設置することで外来利用者だけでなく、宿泊者が増えるのではないかという事業計画でした。
── 他にも導入に至った理由はありましたか?
私個人の話ですが、代替わりした3代目が私にとって義弟で一緒に住んでいます。私の子どもがアルペンスキーのオリンピック選手を目指したいということで、親として環境を提供したい思いもありました。
── 導入にあたってどんな苦労がありましたか。
当時のホテルの売上では借りられないような借金を銀行に提案して渋られましたが、何個かビジネスコンテストに出て受賞したことで銀行担当者の目の色も変わり、2019年2月に稼働開始しました。
── 導入後の反応はいかがでしたか。
一般スキーヤー、ガチレーサーともに利用してくださっています。普及、強化のどちらにも体験として広がっていただき、志賀高原の四季の魅力と共にお伝えできたらと思います。
── 最近の営業状況について聞かせてください。
コロナ禍で大変苦しい状況ではありましたが、シミュレーターのおかげで前年比で激減することなく推移しており、2020年11月からは前年を超える売上を出せています。

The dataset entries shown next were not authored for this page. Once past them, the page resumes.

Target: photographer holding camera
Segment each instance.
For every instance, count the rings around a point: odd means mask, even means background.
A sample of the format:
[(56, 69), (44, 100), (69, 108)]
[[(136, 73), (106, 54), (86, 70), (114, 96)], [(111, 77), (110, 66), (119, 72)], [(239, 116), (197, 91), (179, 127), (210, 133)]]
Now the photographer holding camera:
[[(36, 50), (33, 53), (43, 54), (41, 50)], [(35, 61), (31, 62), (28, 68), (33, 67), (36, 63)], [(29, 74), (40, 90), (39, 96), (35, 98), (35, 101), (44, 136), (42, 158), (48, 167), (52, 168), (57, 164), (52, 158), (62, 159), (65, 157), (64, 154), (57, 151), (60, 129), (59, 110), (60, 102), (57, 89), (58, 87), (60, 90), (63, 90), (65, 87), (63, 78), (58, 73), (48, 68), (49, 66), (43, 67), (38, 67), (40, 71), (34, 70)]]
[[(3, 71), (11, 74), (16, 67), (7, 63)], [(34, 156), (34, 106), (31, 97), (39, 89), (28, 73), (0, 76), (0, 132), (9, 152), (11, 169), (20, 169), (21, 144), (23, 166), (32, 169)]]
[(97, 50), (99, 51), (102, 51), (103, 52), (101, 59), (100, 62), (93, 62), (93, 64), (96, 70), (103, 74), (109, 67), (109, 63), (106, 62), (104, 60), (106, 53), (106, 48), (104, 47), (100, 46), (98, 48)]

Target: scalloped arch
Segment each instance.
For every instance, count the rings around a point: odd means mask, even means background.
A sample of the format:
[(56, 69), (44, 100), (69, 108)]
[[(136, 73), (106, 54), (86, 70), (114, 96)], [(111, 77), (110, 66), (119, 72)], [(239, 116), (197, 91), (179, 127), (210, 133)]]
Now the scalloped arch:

スキーやスノボー初心者が練習に使うこともできますが、オリンピックのスキー・スノーボード競技で活躍する選手など、施設の評判はプロの間でも広がっているようです。シミュレーターについては専門的な知識も含めつつnoteでより詳細に解説されています。
ido montaさんはTwitterで、「夏場はどれぐらい暑いの?→最大でも25度くらいなので涼しいと思う」、「練習してみたいけど滑ったことない→滑ったことがない方でも滑れるようになります」などの質問や感想に1つずつていねいに回答しているので、読んでいるだけでたいていの疑問は解決しそうです。